Società per azioni - Costituzione - Modi di formazione del capitale - Modificazioni dell'atto costitutivo - Contenuto delle modificazioni - Riduzione del capitale - Per perdite - Solo Delibera di azzeramento e reintegrazione del capitale sociale - Adozione sulla base di situazione patrimoniale non aggiornata e assunta calcolando le perdite al lordo delle riserve - Nullità della deliberazione - Ragioni e fondamento - Fattispecie

Società per azioni - Organi sociali - Assemblea dei soci - Deliberazioni - Invalide - Nullità ed annullabilità - Presupposti rispettivi

In tema di società, le regole dettate dagli artt. 2446 e 2447 cod. civ., prevedenti, ai fini della riduzione del capitale sociale, le modalità con cui le disponibilità della società possono essere intaccate e la necessità del previo deposito della situazione patrimoniale aggiornata, sono strumentali alla tutela, non solo dell'interesse dei soci, ma anche dei terzi; è pertanto nulla la delibera di azzeramento e di reintegrazione del capitale sociale che sia stata adottata in base ad una situazione patrimoniale della società non aggiornata, e assunta sulla base di una determinazione delle perdite al lordo delle riserve. (Enunciando il principio di cui in massima, in un caso nel quale la delibera era stata adottata in base all'ultimo bilancio, redatto un anno prima, senza che risultasse se fosse stata o meno depositata la relazione sulla situazione patrimoniale, la Corte, cassando con rinvio la sentenza impugnata, ha precisato che il grado di aggiornamento della situazione va valutato in relazione a ciascun caso concreto, e che detta situazione patrimoniale può, eventualmente, essere anche surrogata dall'ultimo bilancio di esercizio, purché questo sia riferibile ad una data recente rispetto a quella di convocazione dell'assemblea, sempre che "medio tempore" non siano sopravvenuti fatti significativi). (massima ufficiale)

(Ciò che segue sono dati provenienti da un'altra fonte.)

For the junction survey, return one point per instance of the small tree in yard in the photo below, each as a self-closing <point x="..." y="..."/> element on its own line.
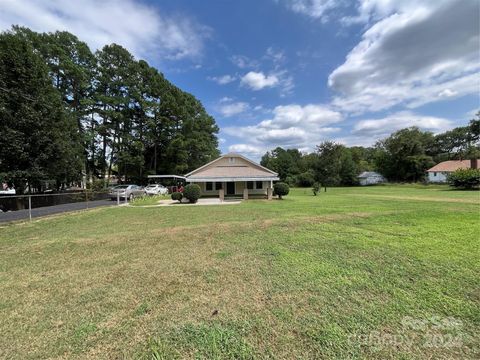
<point x="281" y="189"/>
<point x="177" y="196"/>
<point x="192" y="192"/>
<point x="465" y="179"/>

In tema di invalidità delle deliberazioni dell'assemblea delle società per azioni, si ha un'inversione dei criteri regolatori del diritto negoziale, in quanto per esse vige il principio in virtù del quale la regola generale è quella dell'annullabilità (art. 2377 cod. civ.), mentre la previsione della nullità è limitata ai soli casi, disciplinati dall'art. 2379 cod. civ., di impossibilità o illiceità dell'oggetto, che ricorrono quando il contenuto della deliberazione contrasta con norme dettate a tutela degli interessi generali, che trascendono l'interesse del singolo socio, dirette ad impedire deviazioni dallo scopo economico-pratico del rapporto di società. (massima ufficiale)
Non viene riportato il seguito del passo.